Miller Group - one of the firms behind the huge Arena Central development in the centre of Birmingham - was in cautious mood yesterday, warning that full year profits will be slightly behind last year.

Edinburgh-based Miller is one of the partners which make up Arena Central Developments, a joint venture set up with Bridgehouse Capital, controlled by local entrepreneur Andy Ruhan. Irish firm Dandara is the development partner for the 175-metre high tower, called the V Building.

Arena Central Developments has already negotiated a 250-year ground lease on the 2.3 million sq ft Arena Central site, bordered by Suffolk Street Queensway, Broad Street, Bridge Street and Holiday Street. Construction work is due to begin this spring.

Keith Miller, group chief executive, yesterday said in a trading update ahead of final results that 2007 had been a year of contrast.

"During the first half of the year it was evident that interest rate increases were having an impact on the demand for housing and commercial property," he noted.

"The economy was slowing down in a controlled manner but we had anticipated this and were able to maintain strong forward sales positions.

"The second half was dominated by turbulence in the financial markets and illiquidity in the banking sector which has had an adverse effect on the availability of funds and the confidence of buyers.

"The public focus on these issues has exacerbated the situation and affected consumer and investor confidence. Consequently, the second half of the year has been challenging and full year profits are expected to be slightly behind last year.

"Looking forward, we expect consumer and investor demand to remain subdued in the short term.

"However, the group is in strong financial health and these challenging times will present opportunities, especially for private companies that have greater flexibility to act counter cyclically.

Turning to the group's housing division, Mr Miller said that reservations throughout 2007 had fallen 18 per cent compared to the previous year, with a more pronounced reduction of 29 per cent taking place in the second half.

"Overall prices remain relatively flat although there is no clear pattern, with some regions having a more favourable outturn than others.

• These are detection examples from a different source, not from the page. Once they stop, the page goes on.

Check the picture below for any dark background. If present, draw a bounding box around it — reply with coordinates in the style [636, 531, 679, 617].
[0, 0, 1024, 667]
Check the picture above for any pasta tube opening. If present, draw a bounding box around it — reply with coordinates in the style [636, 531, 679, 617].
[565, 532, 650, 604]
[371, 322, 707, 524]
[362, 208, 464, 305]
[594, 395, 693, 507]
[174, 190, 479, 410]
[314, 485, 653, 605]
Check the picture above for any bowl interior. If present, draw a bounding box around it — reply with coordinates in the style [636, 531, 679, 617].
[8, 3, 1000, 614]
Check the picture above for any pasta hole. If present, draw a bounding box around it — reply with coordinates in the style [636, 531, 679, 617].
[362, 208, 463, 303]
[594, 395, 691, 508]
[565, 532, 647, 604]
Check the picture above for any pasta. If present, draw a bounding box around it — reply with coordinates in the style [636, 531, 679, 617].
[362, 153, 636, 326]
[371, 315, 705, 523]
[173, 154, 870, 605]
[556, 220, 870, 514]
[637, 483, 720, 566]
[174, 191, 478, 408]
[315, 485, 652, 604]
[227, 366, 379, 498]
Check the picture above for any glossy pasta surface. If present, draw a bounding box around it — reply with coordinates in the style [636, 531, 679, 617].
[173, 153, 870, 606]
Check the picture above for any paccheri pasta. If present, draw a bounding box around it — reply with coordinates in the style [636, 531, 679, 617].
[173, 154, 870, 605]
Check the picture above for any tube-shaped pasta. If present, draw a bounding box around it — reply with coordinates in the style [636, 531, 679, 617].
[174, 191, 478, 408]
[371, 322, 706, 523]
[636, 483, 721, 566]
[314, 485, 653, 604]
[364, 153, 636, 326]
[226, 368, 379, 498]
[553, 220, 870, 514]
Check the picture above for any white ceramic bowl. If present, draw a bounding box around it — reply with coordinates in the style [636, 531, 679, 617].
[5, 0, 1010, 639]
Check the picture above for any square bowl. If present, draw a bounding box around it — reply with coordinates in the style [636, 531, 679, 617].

Margins will be lower as a consequence of reduced volumes," he added.

"We purchased approximately 3,600 plots during the year and sold 900 plots. This will result in a slight reduction in our operating land bank, which will remain at approximately three years supply.

"The strategic landbank position has improved and in particular we anticipate benefiting as a number of our sites in the Midlands and South will come forward for future development in the short to medium term.

"Looking ahead, we have confidence in the fundamentals of the industry with strong demand for home ownership, low unemployment and weak housing supply."

Miller's property division had a very active year, selling some 1.3 million sq ft of space.

"We expect the occupational markets to remain steady both in the UK and Europe and, although prices have been falling in investment markets, the attractiveness and past performance of property as an asset class should see continued demand for good product," Mr Miller said.

Meanwhile, Miller Construction notched turnover in the region of £400 million.